Auto dealers want ban on importation of vehicles across land borders
The dealers did not offer any alternative on meeting demand for domestic vehicles should their request be granted. They cited huge drop in capacity utilisation of their plants, dominance of used vehicles, poor financing of vehicle ownership schemes, implementation of the Common External Tariff (CET) and smuggling across the land borders, especially the Seme-Badagry border, as basis for the request.
The stakeholders, who spoke, yesterday, at the yearly symposium organised by the Automobile Group of the Lagos Chamber of Commerce and Industry (LCCI) in Lagos, urged the Federal Government to effect the ban in an effort to curtail smuggling and abuse of the auto policy by some operators.
Participants, including operators, dealers, assemblers and manufacturers, tasked the government to formulate policies that would tighten the borders, as part of efforts to protect their investment and protect the made in Nigeria automobile sector.

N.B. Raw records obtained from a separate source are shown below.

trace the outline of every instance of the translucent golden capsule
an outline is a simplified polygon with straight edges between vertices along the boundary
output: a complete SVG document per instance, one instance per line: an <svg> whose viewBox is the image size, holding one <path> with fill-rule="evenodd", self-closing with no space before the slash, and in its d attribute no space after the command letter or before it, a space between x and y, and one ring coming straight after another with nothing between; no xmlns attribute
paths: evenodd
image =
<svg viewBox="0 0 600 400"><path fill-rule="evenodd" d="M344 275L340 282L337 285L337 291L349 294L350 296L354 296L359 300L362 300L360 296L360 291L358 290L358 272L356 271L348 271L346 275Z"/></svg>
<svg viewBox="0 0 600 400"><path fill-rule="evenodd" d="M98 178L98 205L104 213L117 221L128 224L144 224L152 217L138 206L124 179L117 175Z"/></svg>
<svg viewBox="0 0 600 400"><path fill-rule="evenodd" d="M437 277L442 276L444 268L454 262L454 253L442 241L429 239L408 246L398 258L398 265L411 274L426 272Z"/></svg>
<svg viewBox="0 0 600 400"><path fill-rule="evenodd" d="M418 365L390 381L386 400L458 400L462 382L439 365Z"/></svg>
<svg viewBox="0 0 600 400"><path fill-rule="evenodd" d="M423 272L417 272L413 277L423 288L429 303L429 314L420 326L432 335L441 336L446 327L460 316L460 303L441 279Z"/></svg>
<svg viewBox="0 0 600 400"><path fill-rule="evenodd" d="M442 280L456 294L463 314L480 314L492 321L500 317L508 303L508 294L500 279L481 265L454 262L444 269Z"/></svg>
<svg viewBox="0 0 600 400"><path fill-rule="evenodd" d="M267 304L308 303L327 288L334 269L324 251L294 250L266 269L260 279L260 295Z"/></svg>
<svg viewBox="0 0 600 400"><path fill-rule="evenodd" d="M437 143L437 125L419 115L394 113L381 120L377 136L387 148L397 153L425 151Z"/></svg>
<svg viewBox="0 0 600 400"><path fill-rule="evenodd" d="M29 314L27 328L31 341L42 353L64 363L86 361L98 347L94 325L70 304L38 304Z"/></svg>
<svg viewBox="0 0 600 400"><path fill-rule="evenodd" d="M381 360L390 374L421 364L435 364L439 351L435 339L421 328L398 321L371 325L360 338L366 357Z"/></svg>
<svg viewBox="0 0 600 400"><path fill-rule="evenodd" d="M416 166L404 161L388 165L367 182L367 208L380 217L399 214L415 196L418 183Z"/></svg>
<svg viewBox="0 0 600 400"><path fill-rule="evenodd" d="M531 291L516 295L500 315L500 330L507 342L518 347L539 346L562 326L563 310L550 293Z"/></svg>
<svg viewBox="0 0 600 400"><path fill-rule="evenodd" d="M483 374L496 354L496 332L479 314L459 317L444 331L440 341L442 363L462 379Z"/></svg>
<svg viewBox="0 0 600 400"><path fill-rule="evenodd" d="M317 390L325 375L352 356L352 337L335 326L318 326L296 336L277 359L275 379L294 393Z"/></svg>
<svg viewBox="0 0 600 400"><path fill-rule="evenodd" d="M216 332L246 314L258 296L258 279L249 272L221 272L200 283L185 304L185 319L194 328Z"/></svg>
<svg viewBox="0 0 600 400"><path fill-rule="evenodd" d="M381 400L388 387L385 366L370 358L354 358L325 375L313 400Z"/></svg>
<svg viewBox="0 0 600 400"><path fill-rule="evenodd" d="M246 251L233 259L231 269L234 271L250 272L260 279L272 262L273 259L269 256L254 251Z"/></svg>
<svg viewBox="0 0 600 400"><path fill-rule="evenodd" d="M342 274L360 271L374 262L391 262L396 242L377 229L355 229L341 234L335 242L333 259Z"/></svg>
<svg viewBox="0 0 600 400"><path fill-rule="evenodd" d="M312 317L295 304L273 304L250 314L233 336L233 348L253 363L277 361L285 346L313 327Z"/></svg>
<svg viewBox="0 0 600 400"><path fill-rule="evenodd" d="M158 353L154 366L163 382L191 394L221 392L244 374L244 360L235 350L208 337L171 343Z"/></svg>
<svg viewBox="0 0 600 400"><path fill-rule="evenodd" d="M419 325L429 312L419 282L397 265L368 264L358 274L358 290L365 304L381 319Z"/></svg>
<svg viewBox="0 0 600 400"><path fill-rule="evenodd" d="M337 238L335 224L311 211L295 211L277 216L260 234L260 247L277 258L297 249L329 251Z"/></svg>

While acknowledging challenges in the auto sector, the Nigeria Customs Service (NCS), however, indicted some of the operators for abusing concessionary duty rate by importing different brands against the ones approved.
It added that some were also guilty of importing above the quantity approved by taking advantage of gaps created in the policy review of 2009.
Besides, the NCS advocated mergers and acquisitions of assembly plants in Nigeria, noting that 44 assembly plants were too ambitious, considering the reality of the economy and output of the plants.
The NCS import data indicate that the nation’s automotive industry currently assembles only reasonable quantity of commercial vehicles, as the installed capacity of the industry is below the country’s yearly demand of vehicles, with cluster factories that supply vital components already shut down.
The NCS argued that the present situation where the 44 assembly plants produce less than three per cent of their installed capacity makes mergers and acquisitions a viable option.
The agency added that such a move would resuscitate cluster industries that would support the sector, as part of measures to reduce production costs, attract investments in local content production and create employment.